Côté casting, mes sentiments sont partagés. Rien à dire, le tout jeune Gary Oldman est parfait dans le rôle de Sid Vicious, tant dans l'apparence que dans le jeu d'acteur. Il en fait des tonnes, pousse le personnage à l'extrême, mais on y croit. Surtout quand on sait que non, ce n'est pas exagéré, le vrai Sid se comportait bel et bien de la même manière. Démarche chancelante d'homme ivre, accent Cockney à couper au couteau, coiffure en pétard et garde-robe destroy à souhait... On y croit.

L'actrice qui joue Nancy Spungen, en revanche, convainc beaucoup moins. Raison principale : son âge... Chloe Webb avait 30 ans lorsque le film a été tourné. Or, Nancy est censée en avoir 18 au début, et 20 à la fin... Non seulement Webb a dix ans de plus, mais en plus, elle ne fait vraiment, vraiment pas fraîche. La vraie Nancy, malgré son maquillage baveux et ses yeux rouges, restait relativement pétillante et jolie. Chloe Webb, elle, ressemble à s'y méprendre à un travesti quinquagénaire... Comme si ce physique ingrat ne suffisait pas, elle a une gouaille presque insupportable. Lorsqu'elle crie, on en attrape des migraines. Malgré tout, si on fait abstraction de la ressemblance physique et de la cohérence par rapport à l'âge, sa prestation en elle-même est bonne. Comme Gary Oldman, elle a su parfaitement s'approprier son personnage, vulgaire, capricieuse et lunatique.

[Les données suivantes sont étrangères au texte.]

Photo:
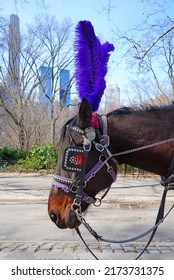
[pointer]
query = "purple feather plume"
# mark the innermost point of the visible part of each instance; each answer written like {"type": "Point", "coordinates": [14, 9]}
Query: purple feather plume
{"type": "Point", "coordinates": [91, 59]}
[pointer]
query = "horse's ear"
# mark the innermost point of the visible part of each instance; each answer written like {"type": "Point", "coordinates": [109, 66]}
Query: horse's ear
{"type": "Point", "coordinates": [85, 114]}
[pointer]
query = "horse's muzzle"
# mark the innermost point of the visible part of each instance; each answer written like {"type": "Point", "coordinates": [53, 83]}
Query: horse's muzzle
{"type": "Point", "coordinates": [70, 220]}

Le reste du casting, même si peu présent, est bien choisi. L'acteur qui joue le rôle de Johnny Rotten, le chanteur des Sex Pistols, n'est absolument pas ressemblant mais néanmoins admirable.

Un film sombre et dur, donc, qui nous livre une vision noire et déprimante du Londres des années 70. En plus de l'histoire de Sid Vicious, on y apprend le mode de vie bien particulier des outsiders de l'époque... Une plongée fascinante dans le monde du mouvement punk anglais, pas si loin de A Clockwork Orange. Indispensable pour les fans de Sid Vicious, intéressant pour tous les autres.